Jsevillamol
Jsevillamol

Reputation: 2563

What are the consequences of returning an IO action?

In Haskell, the type constructor IO is a monad equipped with a return statement that lifts any expression to its IO version.

Nothing prevents us from lifting what is already an IO action to its IO version - giving us a type of the form IO (IO a).

So I can for example write the following program:

main = return . print $ "Hello world"

Which upon execution does exactly nothing.

My question is, what happens under the hood when this main is executed?

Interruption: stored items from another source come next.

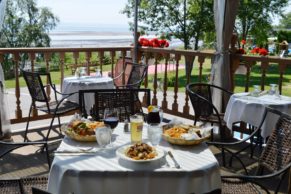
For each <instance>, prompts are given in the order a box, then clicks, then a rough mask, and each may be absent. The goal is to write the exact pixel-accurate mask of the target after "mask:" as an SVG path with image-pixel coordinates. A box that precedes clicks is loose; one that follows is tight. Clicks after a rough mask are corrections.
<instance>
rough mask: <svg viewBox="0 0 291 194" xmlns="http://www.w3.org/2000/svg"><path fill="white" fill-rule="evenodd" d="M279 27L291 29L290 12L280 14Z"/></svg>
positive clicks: (285, 28) (290, 13)
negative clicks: (287, 12)
mask: <svg viewBox="0 0 291 194" xmlns="http://www.w3.org/2000/svg"><path fill="white" fill-rule="evenodd" d="M278 27H279V28H284V29H291V12H288V13H287V14H286V15H283V16H282V19H280V21H279V26H278Z"/></svg>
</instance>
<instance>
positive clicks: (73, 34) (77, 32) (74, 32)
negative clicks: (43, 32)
mask: <svg viewBox="0 0 291 194" xmlns="http://www.w3.org/2000/svg"><path fill="white" fill-rule="evenodd" d="M49 35H50V36H66V35H73V36H77V35H82V36H120V35H128V36H132V34H131V32H112V31H98V32H97V31H63V32H61V31H59V32H51V33H49Z"/></svg>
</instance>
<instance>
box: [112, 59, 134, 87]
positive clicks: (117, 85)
mask: <svg viewBox="0 0 291 194" xmlns="http://www.w3.org/2000/svg"><path fill="white" fill-rule="evenodd" d="M126 62H132V58H131V57H124V58H123V57H120V58H119V59H118V60H117V62H116V64H115V67H114V71H113V72H112V73H113V74H112V75H111V72H110V74H109V75H110V76H111V77H113V78H114V79H113V81H114V85H116V86H122V85H124V82H125V80H124V82H123V76H119V75H120V74H122V73H123V70H124V69H125V63H126ZM129 73H130V72H127V74H129ZM127 77H128V76H127Z"/></svg>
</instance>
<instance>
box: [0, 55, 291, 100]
mask: <svg viewBox="0 0 291 194" xmlns="http://www.w3.org/2000/svg"><path fill="white" fill-rule="evenodd" d="M161 63H162V62H161ZM183 63H184V60H181V61H180V64H183ZM102 68H103V72H105V71H111V65H103V67H102ZM171 69H173V68H171ZM210 71H211V65H210V59H206V60H205V63H204V64H203V71H202V82H207V80H208V79H207V78H208V76H209V74H210ZM198 73H199V67H198V62H197V61H195V62H194V67H193V70H192V74H191V78H190V82H198V78H199V77H198ZM64 75H65V77H67V76H71V70H70V69H68V68H65V72H64ZM167 75H168V90H169V91H173V90H174V85H175V71H169V72H168V74H167ZM178 75H179V79H178V88H179V89H178V91H179V92H185V85H186V84H187V78H186V73H185V69H180V70H178ZM51 77H52V81H53V83H55V84H56V85H59V84H60V80H61V79H60V78H61V73H60V72H59V71H53V72H51ZM157 77H158V78H159V79H160V80H164V73H158V75H157ZM261 78H262V77H261V69H260V66H259V65H255V66H254V67H253V68H252V70H251V75H250V80H249V86H250V89H249V90H250V91H252V89H253V87H252V86H253V85H260V84H261ZM153 79H154V75H149V76H148V80H149V82H148V87H149V88H150V89H153ZM278 82H279V69H278V65H276V64H271V65H270V66H269V69H268V71H267V74H266V78H265V90H268V89H269V84H271V83H278ZM19 83H20V87H25V86H26V84H25V82H24V80H23V78H22V77H20V79H19ZM5 84H6V88H14V87H15V79H9V80H6V81H5ZM235 85H236V87H235V92H244V91H245V76H244V75H235ZM290 88H291V69H290V68H289V69H288V68H287V70H286V72H285V73H284V78H283V88H282V94H283V95H286V96H291V89H290Z"/></svg>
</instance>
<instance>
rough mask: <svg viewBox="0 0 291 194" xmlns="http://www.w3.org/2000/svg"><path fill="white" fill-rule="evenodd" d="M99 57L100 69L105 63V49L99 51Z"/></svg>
mask: <svg viewBox="0 0 291 194" xmlns="http://www.w3.org/2000/svg"><path fill="white" fill-rule="evenodd" d="M98 57H99V63H100V69H102V66H103V64H104V52H103V51H100V52H98Z"/></svg>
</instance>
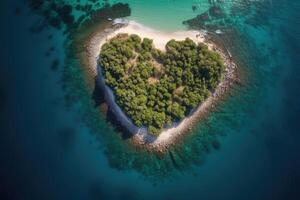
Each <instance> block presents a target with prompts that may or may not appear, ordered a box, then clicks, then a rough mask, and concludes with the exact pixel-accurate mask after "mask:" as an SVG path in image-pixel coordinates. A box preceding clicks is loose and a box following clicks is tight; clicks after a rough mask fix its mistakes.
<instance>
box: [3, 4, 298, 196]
mask: <svg viewBox="0 0 300 200" xmlns="http://www.w3.org/2000/svg"><path fill="white" fill-rule="evenodd" d="M36 2H38V1H36ZM58 2H60V5H62V2H68V3H71V5H72V6H73V7H74V8H75V6H76V1H58ZM87 2H88V3H89V2H91V1H81V4H85V3H87ZM122 2H126V3H129V6H130V8H131V16H129V17H128V18H129V19H133V20H136V21H138V22H140V23H143V24H145V25H146V26H149V27H152V28H155V29H159V30H165V31H175V30H184V29H188V26H187V25H183V24H182V22H183V21H184V20H188V19H192V18H194V17H196V16H197V15H198V14H202V13H203V12H206V11H207V10H208V9H209V8H210V7H212V6H214V5H215V6H217V7H218V8H220V10H221V11H222V13H223V14H222V16H216V17H214V16H212V14H211V13H209V20H207V21H205V24H202V23H201V24H199V23H198V24H196V25H195V24H194V26H193V27H192V28H205V29H207V30H209V31H211V32H214V31H215V30H216V29H220V30H222V31H223V32H224V34H222V35H218V36H215V39H217V40H220V41H222V42H223V43H224V44H225V45H226V46H227V47H228V49H229V50H230V51H231V53H232V54H233V55H234V57H235V60H236V62H237V63H238V64H239V66H240V68H241V69H242V72H243V75H244V76H243V77H244V79H245V80H246V81H245V83H244V84H243V85H241V86H238V87H236V88H235V89H234V90H233V93H232V95H230V96H229V97H228V98H226V99H225V100H224V101H223V102H222V103H221V104H220V105H219V106H218V108H217V109H216V111H214V112H213V113H212V114H211V115H209V116H208V118H207V119H206V120H204V121H202V122H201V123H199V125H198V126H196V127H195V128H194V130H193V133H192V134H189V135H187V137H185V138H184V139H183V141H182V142H181V143H180V144H179V145H177V146H176V147H174V148H172V149H171V151H170V152H171V153H168V154H166V155H165V156H162V157H158V156H155V155H153V154H149V153H147V152H143V151H140V150H136V149H135V148H132V146H131V145H130V144H128V141H127V140H122V139H121V137H120V135H119V134H118V133H117V131H116V130H115V129H114V127H113V126H111V125H110V124H109V123H107V122H106V120H105V119H104V116H102V115H99V112H98V109H99V108H98V107H96V108H95V107H94V102H93V100H92V97H91V94H90V92H88V91H87V90H86V87H85V85H84V84H82V82H83V80H84V78H83V76H82V71H80V65H79V62H78V59H76V54H75V55H74V52H73V51H71V50H74V47H73V46H70V43H72V42H74V38H72V37H69V36H68V35H66V34H63V28H62V29H59V30H58V29H55V28H53V27H48V26H46V27H44V20H45V18H44V17H43V13H42V12H41V10H43V11H45V10H51V9H50V8H49V7H47V6H45V7H38V8H37V9H36V10H32V9H29V8H28V7H27V5H26V4H25V3H24V2H23V1H6V2H4V3H3V6H1V15H2V16H3V17H2V18H1V22H2V24H3V27H4V28H3V31H2V32H1V46H2V47H1V51H2V57H1V58H2V60H3V63H4V65H3V66H5V67H2V68H1V71H0V72H1V73H0V77H1V79H0V80H1V81H0V83H1V87H0V95H1V98H0V99H1V101H0V102H1V105H2V106H1V107H0V109H1V113H4V115H3V116H1V122H4V123H3V124H1V125H2V127H3V128H2V130H3V131H2V132H3V133H4V134H1V140H0V144H1V145H0V148H1V153H0V155H1V160H2V162H1V172H0V175H1V179H0V184H1V185H0V186H1V187H0V188H1V189H0V194H1V197H2V196H3V198H1V199H154V198H157V199H200V198H202V199H299V195H298V191H297V188H298V186H299V177H300V176H299V175H300V173H299V167H300V163H299V145H298V141H299V134H298V132H299V131H298V130H299V124H298V121H299V113H300V109H299V95H298V94H299V86H298V85H299V58H298V52H299V39H298V38H297V35H299V33H300V31H299V28H298V27H299V18H300V17H299V14H298V12H297V9H298V8H299V7H300V4H299V3H298V2H297V1H293V2H288V3H287V2H286V1H238V0H236V1H224V2H223V3H222V2H221V3H215V4H214V3H210V2H214V1H202V0H199V1H195V0H194V1H179V0H156V1H142V0H135V1H134V0H128V1H122ZM112 3H115V1H113V2H112ZM90 4H92V3H90ZM35 5H36V4H35ZM193 6H195V11H193V9H192V7H193ZM74 8H73V12H74V13H75V17H76V18H78V17H79V16H80V15H81V13H80V12H77V11H76V12H75V11H74ZM52 11H53V10H52ZM44 13H45V12H44ZM7 19H9V20H7ZM198 21H199V20H198ZM198 21H197V20H196V22H198ZM48 23H49V21H48ZM33 25H34V26H33ZM46 25H47V23H46ZM200 26H201V27H200ZM30 27H35V29H34V30H39V29H42V28H43V27H44V28H43V29H42V30H41V31H34V32H35V33H33V32H32V31H30V30H32V28H31V29H30ZM41 27H42V28H41ZM50 35H52V36H51V37H50ZM79 35H80V33H79ZM51 47H54V50H53V48H51ZM51 49H52V50H51ZM76 50H78V49H76ZM49 52H50V53H49ZM56 59H58V60H59V65H58V67H57V69H55V68H56V67H55V65H53V61H54V60H56ZM69 104H70V105H69Z"/></svg>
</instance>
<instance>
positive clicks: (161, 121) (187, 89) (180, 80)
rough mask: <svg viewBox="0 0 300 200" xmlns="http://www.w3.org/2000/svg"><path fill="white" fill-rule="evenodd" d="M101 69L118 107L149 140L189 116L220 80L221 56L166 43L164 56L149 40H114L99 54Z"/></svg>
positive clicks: (183, 43)
mask: <svg viewBox="0 0 300 200" xmlns="http://www.w3.org/2000/svg"><path fill="white" fill-rule="evenodd" d="M99 66H100V67H102V73H103V75H104V77H105V81H106V84H107V85H108V86H109V87H110V88H112V90H113V91H114V93H115V96H116V101H117V104H118V105H119V106H120V107H121V108H122V109H123V111H124V112H125V113H126V115H127V116H129V117H130V118H131V119H132V121H133V123H134V124H135V125H136V126H138V127H141V126H145V127H147V128H148V132H149V133H151V134H155V135H157V134H159V132H160V130H161V129H162V128H163V127H164V126H166V125H171V124H172V123H173V122H178V121H180V120H181V119H183V118H184V117H185V116H187V115H188V114H189V113H190V112H191V110H192V109H193V108H195V107H197V106H198V105H199V104H200V103H201V102H203V101H204V100H205V99H206V98H207V97H208V96H209V94H210V92H211V91H213V90H214V89H215V88H216V86H217V85H218V83H219V82H220V80H221V77H222V74H223V72H224V64H223V60H222V58H221V56H220V55H219V54H218V53H216V52H213V51H211V50H209V49H208V47H207V46H206V45H205V44H203V43H199V44H196V43H195V42H194V41H193V40H191V39H189V38H186V39H185V40H184V41H175V40H174V39H172V40H170V41H169V42H168V43H167V44H166V52H162V51H160V50H158V49H156V48H154V46H153V43H152V40H151V39H148V38H144V39H143V40H142V39H141V38H140V37H139V36H138V35H134V34H132V35H128V34H118V35H117V36H115V37H114V38H112V39H111V40H109V41H108V42H107V43H105V44H104V45H103V46H102V48H101V53H100V59H99Z"/></svg>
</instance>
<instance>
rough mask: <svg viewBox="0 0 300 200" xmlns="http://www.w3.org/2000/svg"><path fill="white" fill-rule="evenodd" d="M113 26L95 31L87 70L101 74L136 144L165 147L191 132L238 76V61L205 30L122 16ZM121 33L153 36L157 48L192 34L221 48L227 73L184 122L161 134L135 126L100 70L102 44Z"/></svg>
mask: <svg viewBox="0 0 300 200" xmlns="http://www.w3.org/2000/svg"><path fill="white" fill-rule="evenodd" d="M114 24H115V25H114V27H113V28H112V29H106V30H104V31H101V32H99V33H95V34H94V35H93V36H92V37H91V39H90V40H89V42H88V44H87V55H88V60H89V64H88V66H87V67H88V69H87V70H88V71H90V72H92V74H93V75H94V76H97V75H98V76H97V77H98V82H99V84H100V86H101V87H102V88H104V91H105V99H106V101H107V104H108V105H109V107H110V109H111V110H112V111H113V112H114V114H115V115H116V118H117V120H118V121H119V122H120V123H121V124H122V125H123V127H125V128H126V129H127V130H128V131H129V132H130V133H132V134H133V137H132V139H133V141H134V143H135V144H139V145H142V146H145V147H147V148H150V149H154V150H158V151H162V150H163V149H166V148H167V147H168V146H170V145H171V144H173V143H175V140H176V139H177V138H178V137H179V136H180V135H183V134H184V133H186V132H188V130H189V129H190V128H191V126H192V125H193V124H194V123H195V122H196V121H197V119H198V118H199V116H200V115H201V114H204V113H206V112H207V111H208V110H210V108H211V107H212V105H213V104H214V102H216V101H217V100H218V99H219V98H220V96H221V95H222V94H223V93H224V92H225V91H226V90H227V89H228V88H229V86H230V85H231V83H232V82H233V81H234V79H235V73H234V72H235V68H236V66H235V64H234V63H232V61H231V59H230V58H229V56H230V55H229V56H228V55H226V54H225V53H223V51H222V50H221V49H219V48H218V47H216V46H215V45H214V44H212V43H208V42H206V40H205V33H203V32H199V31H194V30H189V31H180V32H173V33H168V32H161V31H157V30H153V29H151V28H148V27H145V26H143V25H141V24H139V23H137V22H135V21H125V22H124V20H122V24H119V23H114ZM119 33H127V34H137V35H139V36H140V37H141V38H144V37H147V38H150V39H153V44H154V46H155V47H156V48H158V49H160V50H162V51H164V50H165V45H166V43H167V42H168V41H169V40H171V39H175V40H184V39H185V38H187V37H188V38H190V39H192V40H193V41H195V42H197V43H198V42H203V43H205V44H207V45H208V46H209V49H213V50H215V51H218V52H219V53H220V54H221V56H222V57H223V59H224V62H225V65H226V73H225V77H224V78H223V80H222V81H221V82H220V84H219V85H218V87H217V88H216V90H215V91H214V93H213V94H212V95H211V96H210V97H209V98H207V99H206V100H205V101H204V102H203V103H202V104H201V105H199V106H198V107H197V108H196V109H195V110H194V111H193V112H192V113H191V114H190V115H189V116H187V117H186V118H184V119H183V120H182V121H181V122H179V123H177V124H174V126H172V127H170V128H167V129H164V130H163V131H162V132H161V133H160V135H159V136H157V137H155V136H152V135H150V134H148V133H147V131H146V129H145V128H139V127H136V126H135V125H134V124H133V123H132V121H131V120H130V119H129V118H128V117H127V116H126V115H125V113H124V112H123V111H122V110H121V108H120V107H119V106H118V105H117V104H116V102H115V98H114V95H113V92H112V90H111V89H110V88H109V87H108V86H106V85H105V81H104V77H103V76H102V73H101V69H99V68H98V70H97V59H98V56H99V53H100V50H101V46H102V45H103V44H104V43H106V42H107V41H108V40H109V39H111V38H113V37H114V36H116V35H117V34H119Z"/></svg>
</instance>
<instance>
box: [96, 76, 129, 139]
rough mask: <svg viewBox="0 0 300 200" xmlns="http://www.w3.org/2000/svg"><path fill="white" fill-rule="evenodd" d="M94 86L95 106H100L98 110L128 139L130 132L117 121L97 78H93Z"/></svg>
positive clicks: (104, 93)
mask: <svg viewBox="0 0 300 200" xmlns="http://www.w3.org/2000/svg"><path fill="white" fill-rule="evenodd" d="M94 82H95V84H94V85H95V86H94V91H93V94H92V100H93V101H94V102H95V107H96V108H97V107H100V110H101V111H102V112H103V114H104V115H105V118H106V121H107V122H108V123H110V124H111V125H112V126H113V127H114V128H115V130H116V131H117V132H118V133H120V134H121V137H122V139H123V140H127V139H130V138H131V137H132V134H131V133H130V132H129V131H128V130H127V129H126V128H125V127H124V126H122V125H121V124H120V123H118V120H117V117H116V115H115V113H114V112H113V111H112V110H111V109H110V107H109V105H107V103H106V101H105V92H104V90H103V88H101V87H100V83H99V78H98V77H96V78H95V81H94Z"/></svg>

Are there any situations where it makes sense to return an IO action?

Upvotes: 3

Views: 134

Answers (2)

arrowd
arrowd

Reputation: 34411

IO is often approximated to State RealWorld, that is a State monad that operates on the "real world". return for State produces an action that does not alter contained state. So, by analogy, returning anything to IO doesn't do anything as well. Not only when you return some IO a, but any a.

Returning an IO action may be used to build up a computation in one place (capturing some values into a closure along the way) and execute it somewhere else. Much like passing a callback in C.

Actually, to build up an IO computation and pass it somewhere else you can use a let inside of a do-block:

main :: IO ()
main = do
  let act = readFile "somefile" -- action is not performed yet
  foo act -- pass the action as a parameter

foo :: IO () -> IO ()
foo act = do
  .. do something
  result <- act -- actually perform the action
  ..

In this case you don't need to return an IO a value.

But if the process of building that computation itself requires you to perform IO actions, that's where you'd need such a thing. In our example, let's ask user of filename to be opened:

main :: IO ()
main = do
  act <- do
    filename <- getLine
    return (readFile filename)
  foo act

Here, we need a filename to create our action, but getLine is in IO as well. That's where additional level of IO comes out. Of course, this example is synthetic, as you can just do filename <- getLine right in main.

Upvotes: 2

chepner
chepner

Reputation: 532122

Under the hood, the runtime effectively discards the result of the IO action main, which is why it is usually defined as IO (). This means that if main actually has a type like IO (IO Int), there is no real issue. The IO action is executed, and the result (another IO action) is discarded, unexecuted.

Deeper in your program, you are more likely to just trigger a type error. For example, fmap doSomething (return . getLine) won't type-check if you meant fmap doSomething getLine.